Open Problems: Persistent challenges include domain adaptation, explicit modeling of genuine speech variability, and robust augmentation for codecs/adversaries. The adoption of actDCF or $C_{\text{llr}}$ as primary metrics and the development of source-tracing or explainable multi-class CMs are proposed for future editions.

Emerging approaches include low-rank adaptation for SSL backbones, advanced selection/pruning of training data, and focus on multilingual and cross-device robustness. A shift to multi-task or open-set configuration (detection + source recognition) and generative–discriminative hybrid architectures is anticipated as the field progresses (Wang et al., 7 Jan 2026).
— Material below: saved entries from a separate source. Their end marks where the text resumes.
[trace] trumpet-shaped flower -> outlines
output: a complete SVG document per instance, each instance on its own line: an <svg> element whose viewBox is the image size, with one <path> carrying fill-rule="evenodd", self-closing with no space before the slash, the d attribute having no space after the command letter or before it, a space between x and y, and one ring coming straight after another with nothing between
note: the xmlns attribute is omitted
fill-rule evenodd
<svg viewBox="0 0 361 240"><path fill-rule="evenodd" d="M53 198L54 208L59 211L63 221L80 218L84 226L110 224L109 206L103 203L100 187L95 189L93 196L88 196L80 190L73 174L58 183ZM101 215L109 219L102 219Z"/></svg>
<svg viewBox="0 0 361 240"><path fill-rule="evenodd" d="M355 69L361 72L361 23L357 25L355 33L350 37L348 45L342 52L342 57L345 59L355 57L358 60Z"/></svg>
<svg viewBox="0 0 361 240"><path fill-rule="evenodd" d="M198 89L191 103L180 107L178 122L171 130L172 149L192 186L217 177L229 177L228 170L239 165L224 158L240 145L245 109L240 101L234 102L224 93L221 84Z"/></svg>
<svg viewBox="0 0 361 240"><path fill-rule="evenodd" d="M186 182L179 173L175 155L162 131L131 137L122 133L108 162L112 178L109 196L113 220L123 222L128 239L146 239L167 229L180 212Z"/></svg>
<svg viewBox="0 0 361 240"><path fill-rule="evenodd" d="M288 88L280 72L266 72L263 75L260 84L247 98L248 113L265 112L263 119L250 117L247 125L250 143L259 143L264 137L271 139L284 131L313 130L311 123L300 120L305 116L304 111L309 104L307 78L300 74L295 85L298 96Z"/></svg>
7. Released Resources and Community Contributions

ASVspoof 5 provides:

Publicly available datasets (ASVspoof 5 protocol and baseline systems), with auxiliary sets (CommonVoice) for speaker encoder development.
Codec/compression pipelines, scoring scripts, and LLR-calibration toolkits through the official GitHub repository.
Restricted (by request for ethical reasons) access to attack-generation protocols and surrogate evaluation servers (Wang et al., 13 Feb 2025, Wang et al., 2024).

Collectively, ASVspoof 5 sets a new bar for realistic, diversified, and challenging evaluation of anti-spoofing and SASV systems, driving both methodological advancement and practical awareness of vulnerabilities in ASV under present-day and foreseeable attack regimes.